Sorry, no photo of tiger poo. The things you can learn from poo! Rhinos stand still to poo while elephants can do it while they trundle along the path. And langur monkeys (like howler monkeys) think it’s funny to pee on tourists who stop under their tree to take photos. (You will understand why I didn’t hang about with my camera.) Eagles, however, are more interested in searching for unsuspecting rodents.
For me, the quiet of Bardia was the point. We stopped for lunch with a view over a blue river, wending its warm way along a sandy valley. No river dolphins, no rhinos coming to drink. Just the heat and the dust and the chirrup of crickets. After lunch we paused by countless watering holes like this - some of my fellow travellers on the jeep were disappointed there were no animals coming to drink, only that wet woodland smell with a hint of animal. But frogs leapt about in the shallows, and the reflections clear and glittering.
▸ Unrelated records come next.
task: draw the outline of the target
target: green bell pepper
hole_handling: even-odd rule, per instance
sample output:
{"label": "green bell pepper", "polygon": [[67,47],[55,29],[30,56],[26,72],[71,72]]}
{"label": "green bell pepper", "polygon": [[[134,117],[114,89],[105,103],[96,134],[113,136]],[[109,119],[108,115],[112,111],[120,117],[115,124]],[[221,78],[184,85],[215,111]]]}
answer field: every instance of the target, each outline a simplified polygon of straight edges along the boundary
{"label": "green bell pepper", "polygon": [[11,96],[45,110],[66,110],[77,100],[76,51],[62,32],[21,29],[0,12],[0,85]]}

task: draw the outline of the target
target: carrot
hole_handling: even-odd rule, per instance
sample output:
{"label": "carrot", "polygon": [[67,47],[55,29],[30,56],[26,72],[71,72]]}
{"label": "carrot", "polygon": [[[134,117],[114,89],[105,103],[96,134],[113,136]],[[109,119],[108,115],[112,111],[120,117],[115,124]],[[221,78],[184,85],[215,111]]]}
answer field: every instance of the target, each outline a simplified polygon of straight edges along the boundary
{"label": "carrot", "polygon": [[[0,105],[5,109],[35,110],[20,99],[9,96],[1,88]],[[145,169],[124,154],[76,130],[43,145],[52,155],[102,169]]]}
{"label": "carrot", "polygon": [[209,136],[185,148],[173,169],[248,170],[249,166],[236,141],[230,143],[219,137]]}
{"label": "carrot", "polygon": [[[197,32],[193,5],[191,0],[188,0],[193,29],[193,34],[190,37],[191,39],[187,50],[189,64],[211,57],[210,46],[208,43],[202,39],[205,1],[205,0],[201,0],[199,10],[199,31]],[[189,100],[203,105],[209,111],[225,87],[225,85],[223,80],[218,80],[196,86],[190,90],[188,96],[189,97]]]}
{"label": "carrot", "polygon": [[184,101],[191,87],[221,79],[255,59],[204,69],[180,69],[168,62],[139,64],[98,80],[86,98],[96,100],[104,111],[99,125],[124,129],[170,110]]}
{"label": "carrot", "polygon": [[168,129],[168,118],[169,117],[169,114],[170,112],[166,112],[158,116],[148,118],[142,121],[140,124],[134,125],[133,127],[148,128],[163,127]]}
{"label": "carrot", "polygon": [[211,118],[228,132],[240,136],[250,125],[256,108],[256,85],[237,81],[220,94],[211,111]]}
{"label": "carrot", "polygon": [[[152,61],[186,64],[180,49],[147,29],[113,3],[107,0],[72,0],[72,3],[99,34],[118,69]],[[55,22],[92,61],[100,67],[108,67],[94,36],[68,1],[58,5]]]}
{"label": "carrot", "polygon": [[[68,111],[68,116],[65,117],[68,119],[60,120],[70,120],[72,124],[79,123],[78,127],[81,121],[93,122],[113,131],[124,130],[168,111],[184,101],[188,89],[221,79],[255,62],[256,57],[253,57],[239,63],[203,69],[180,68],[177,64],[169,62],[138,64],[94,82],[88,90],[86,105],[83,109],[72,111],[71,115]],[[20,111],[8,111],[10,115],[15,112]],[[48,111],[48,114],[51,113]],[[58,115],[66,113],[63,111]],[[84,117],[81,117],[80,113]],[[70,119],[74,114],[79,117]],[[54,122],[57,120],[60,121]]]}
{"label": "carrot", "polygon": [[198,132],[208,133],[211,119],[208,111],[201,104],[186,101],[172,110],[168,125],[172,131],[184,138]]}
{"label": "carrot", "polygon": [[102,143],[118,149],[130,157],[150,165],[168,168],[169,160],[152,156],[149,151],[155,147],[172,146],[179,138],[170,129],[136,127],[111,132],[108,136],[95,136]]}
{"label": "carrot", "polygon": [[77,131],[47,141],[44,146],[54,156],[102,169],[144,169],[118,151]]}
I could have lingered, but with 30 day visa my time was almost up. Back in Kathmandu I had one day to potter about before coming home.
Kathmandu was devastated by the earthquake in 2015. The city itself appears to have recovered: markets are thriving, streets are clogged with motorbikes, festivals (Dashain and now Diwali) are celebrated with as much joy as ever. But looking closely … not all the temples in Durbur Square are fully restored. There are still heaps of rubble and buildings hidden behind scaffolding. And, in the corners where people are living, some buildings have been beautifully restored and look down on grateful shrines, while the homes next door are still leaning on props to stop the building collapsing.
And so I’m home. I have clean water and predictable traffic and shops full of Christmas razzmatazz. Back in Nepal they are lighting candles for Diwali. It will take me a day or few to relocate myself.